By Per Mattsson, Certified Two-Brain Fitness Business Mentor
We’ve built our organization with different teams around every revenue stream. This was done to create an organization in which teams can act independently and make their own decisions about how to reach our shared goals.
In order for that to happen, we need great team leaders. Here’s how we build them in gyms.
Step 1: Define
Define what a great team leader is for your business.
That means knowing what qualities and characteristics you want in a great leader, and it also means having a very clear image of the responsibilities, roles and tasks that team leader is going to have.
I look for coaches who perform consistently in their roles from the beginning. Before they can step in to a team-leader role, they need to show me that they can lead themselves.

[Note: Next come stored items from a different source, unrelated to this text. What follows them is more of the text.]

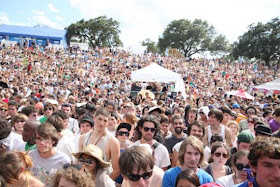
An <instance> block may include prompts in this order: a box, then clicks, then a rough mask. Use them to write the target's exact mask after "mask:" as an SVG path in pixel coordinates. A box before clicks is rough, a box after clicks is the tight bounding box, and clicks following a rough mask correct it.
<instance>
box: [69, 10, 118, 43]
mask: <svg viewBox="0 0 280 187" xmlns="http://www.w3.org/2000/svg"><path fill="white" fill-rule="evenodd" d="M119 26H120V23H119V22H118V21H116V20H113V19H112V18H107V17H106V16H100V17H97V18H95V19H90V20H88V21H85V20H84V19H82V20H80V21H78V22H76V23H73V24H71V25H69V26H68V27H67V28H66V30H67V35H66V37H67V41H68V42H69V43H70V41H71V39H73V38H75V39H78V41H79V42H88V43H89V44H90V46H92V47H96V46H98V47H112V46H122V42H121V40H120V38H119V33H120V30H119Z"/></svg>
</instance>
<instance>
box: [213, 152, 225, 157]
mask: <svg viewBox="0 0 280 187" xmlns="http://www.w3.org/2000/svg"><path fill="white" fill-rule="evenodd" d="M214 155H215V157H220V156H223V158H228V155H227V154H225V153H223V154H222V153H214Z"/></svg>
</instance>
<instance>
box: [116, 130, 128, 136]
mask: <svg viewBox="0 0 280 187" xmlns="http://www.w3.org/2000/svg"><path fill="white" fill-rule="evenodd" d="M118 135H120V136H123V135H125V136H129V132H124V131H119V132H118Z"/></svg>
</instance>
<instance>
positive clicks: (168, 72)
mask: <svg viewBox="0 0 280 187" xmlns="http://www.w3.org/2000/svg"><path fill="white" fill-rule="evenodd" d="M131 79H132V80H133V81H142V82H164V83H169V82H176V81H178V80H180V79H181V75H180V74H178V73H175V72H173V71H171V70H168V69H165V68H164V67H161V66H160V65H158V64H156V63H152V64H150V65H148V66H146V67H144V68H142V69H139V70H136V71H133V72H132V73H131Z"/></svg>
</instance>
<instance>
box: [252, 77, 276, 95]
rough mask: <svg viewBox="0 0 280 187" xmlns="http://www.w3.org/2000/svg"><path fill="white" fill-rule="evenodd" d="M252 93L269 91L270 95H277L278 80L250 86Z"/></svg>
mask: <svg viewBox="0 0 280 187" xmlns="http://www.w3.org/2000/svg"><path fill="white" fill-rule="evenodd" d="M252 88H253V91H255V90H259V91H269V92H271V93H274V92H276V93H278V92H279V91H280V78H278V79H275V80H274V81H271V82H267V83H264V84H261V85H257V86H252Z"/></svg>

Can they stick to a schedule and deliver with consistency? Do they follow up with their clients? Do they understand the importance of audience building? Are they team players who work well with other staff members? Can they follow instructions? Do they come up with their own ideas and solutions?

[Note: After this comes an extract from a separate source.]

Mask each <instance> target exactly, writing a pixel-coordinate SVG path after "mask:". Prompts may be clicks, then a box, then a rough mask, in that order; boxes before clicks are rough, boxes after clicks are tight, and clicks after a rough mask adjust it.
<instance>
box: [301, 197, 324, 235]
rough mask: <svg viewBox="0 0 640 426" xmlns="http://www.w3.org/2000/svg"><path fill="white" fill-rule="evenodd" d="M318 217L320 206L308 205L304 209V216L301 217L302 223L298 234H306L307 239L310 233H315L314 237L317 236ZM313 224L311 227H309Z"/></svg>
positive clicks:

When I see someone who checks all those boxes, I know we have a good candidate for team leader.
My role on this level: I coach staff members in biweekly meetings to help them grow and to make sure they are delivering according to standards. They do not have to lead other team members here, they don’t have to track metrics, and they don’t have to take responsibility for marketing or sales (besides producing their share of content).
Step 2: Act
Have the conversation.
Talk to the person and show them the possibilities. If they are interested, start the training process. In addition to everything mentioned above, leaders must also understand teams are essentially “businesses within the business.” So a team leader must learn more about:
- Leading other staff members.
- Budgeting and tracking metrics.
- Measuring and improving operations.
- Marketing and sales.
My role on this level: I offer the same frequency of coaching, but we now dig much deeper into processes. We work a lot on the Growth ToolKit and in the learning modules available through the Two-Brain platform. I put more books into leaders’ hands, and they basically learn everything I would teach a mentee in the Two-Brain RampUp process. They are learning to build a solid foundation under a business—even if that business is within another.

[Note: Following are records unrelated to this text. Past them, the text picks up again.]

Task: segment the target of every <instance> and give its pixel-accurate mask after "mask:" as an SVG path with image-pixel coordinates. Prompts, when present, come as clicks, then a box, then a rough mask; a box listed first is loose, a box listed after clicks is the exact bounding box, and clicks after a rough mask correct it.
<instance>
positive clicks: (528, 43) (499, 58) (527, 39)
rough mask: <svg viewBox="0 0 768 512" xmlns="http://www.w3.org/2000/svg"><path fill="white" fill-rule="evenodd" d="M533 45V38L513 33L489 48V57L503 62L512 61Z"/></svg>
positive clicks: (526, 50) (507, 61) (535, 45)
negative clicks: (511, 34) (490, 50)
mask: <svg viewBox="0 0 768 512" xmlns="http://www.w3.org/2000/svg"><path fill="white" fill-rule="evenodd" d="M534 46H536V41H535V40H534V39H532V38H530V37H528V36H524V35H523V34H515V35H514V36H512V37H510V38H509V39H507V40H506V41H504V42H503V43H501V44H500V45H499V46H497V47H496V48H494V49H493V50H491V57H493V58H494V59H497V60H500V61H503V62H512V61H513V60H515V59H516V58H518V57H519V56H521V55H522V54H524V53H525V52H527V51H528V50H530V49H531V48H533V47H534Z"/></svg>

I help them around potential issues with team members, but I do not step in to solve their problems for them. My job is to help them grow as leaders. There are situations where I could step in to benefit our business in the short term, but if I really want to delegate in the future, I need to trust in my team leaders and allow them room to operate.
Team Leaders … and More?
At the moment, we have eight different teams in our gym. Some are led by staff members, and some are still led by owners. Over time, our goal is to have every team led by staff members.
Some of our team leaders are going to excel in their roles, and they are the ones we might want as CEOs or perhaps even partners in new gyms in the future!